In the Gulf Cooperation Council economies, where state-backed conglomerates and sovereign wealth funds have ploughed capital into digital transformation initiatives, a dangerous complacency is creeping into legacy software operators. Speaking with regional technology leaders echoes a consistent refrain: “We are the system of record, we are safe.” On the surface, this holds analytical merit—replacing core enterprise resource planning or financial management platforms remains a daunting, multi-year proposition for even the most ambitious organisations.
The security of incumbency, however, masks a subtler vulnerability. While core revenue streams remain intact, the locus of IT spend growth is rapidly migrating. Chief information officers across the Middle East are reallocating budgets towards AI agents, autonomous workflows, and embedded intelligence layers. In markets like the UAE and Saudi Arabia, where Vision 2030 and digital-first policies accelerate modernisation, incremental IT spending—when not embedded in existing platforms—is flowing around traditional providers rather than through them.

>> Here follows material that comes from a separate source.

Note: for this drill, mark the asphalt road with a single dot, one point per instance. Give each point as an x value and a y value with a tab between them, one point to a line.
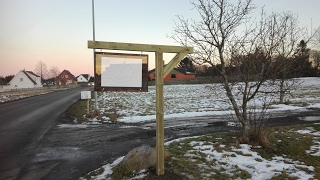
23	124
38	141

Historical SaaS growth models, predicated on land-and-expand seat deployment, are losing potency as headcounts in many GCC enterprises stabilise or contract. Expansion now stems from deploying AI agents—software entities that handle operational workloads previously borne by human hires. If incumbent providers fail to control those autonomous layers, they are reduced to a commoditised data substrate, vulnerable to the same downward pressure that traditional infrastructure has faced.
Within the region, proactive incumbents provide instructive contrast. Entities akin to ServiceNow are building AI agent capabilities natively, ensuring workflow orchestration and value creation remain tethered to their software. Similarly, Salesforce’s Agentforce initiative reflects awareness that ceding the AI layer risks relegation to a data repository. However, not all incumbents demonstrate comparable urgency. In labour-intensive verticals provided dominant by established players slow rollout of AI offerings risks leaving them dependent on third-party agent platforms that intermediate customer relationships.
Where this dynamic becomes financially profound is in the erosion of incremental growth potential. A regional operator generating half a billion dollars in recurring revenue with five-per-cent net expansion will find growth momentum quickly overwhelmed by AI-native challengers capable of compounding at triple-digit annual rates. Low churn, absent growth, may preserve cash flows in the short term, yet it seeds longer-term competitive displacement.
The advanced actors in this transition are compiling AI agents in-house rather than via partnerships, pricing them as distinct, incremental product lines, and pressing ahead before the market reaches perfection—knowing that speed-of-delivery dictates ownership of the workflow layer. In a region witnessing sovereign investment in AI sovereign data centres and AI-focused precincts, local providers must either command the agent layer themselves or risk seeing the value chain captured by vertically integrated global players. Low churn, without growth, is not safety—it is a slow fade.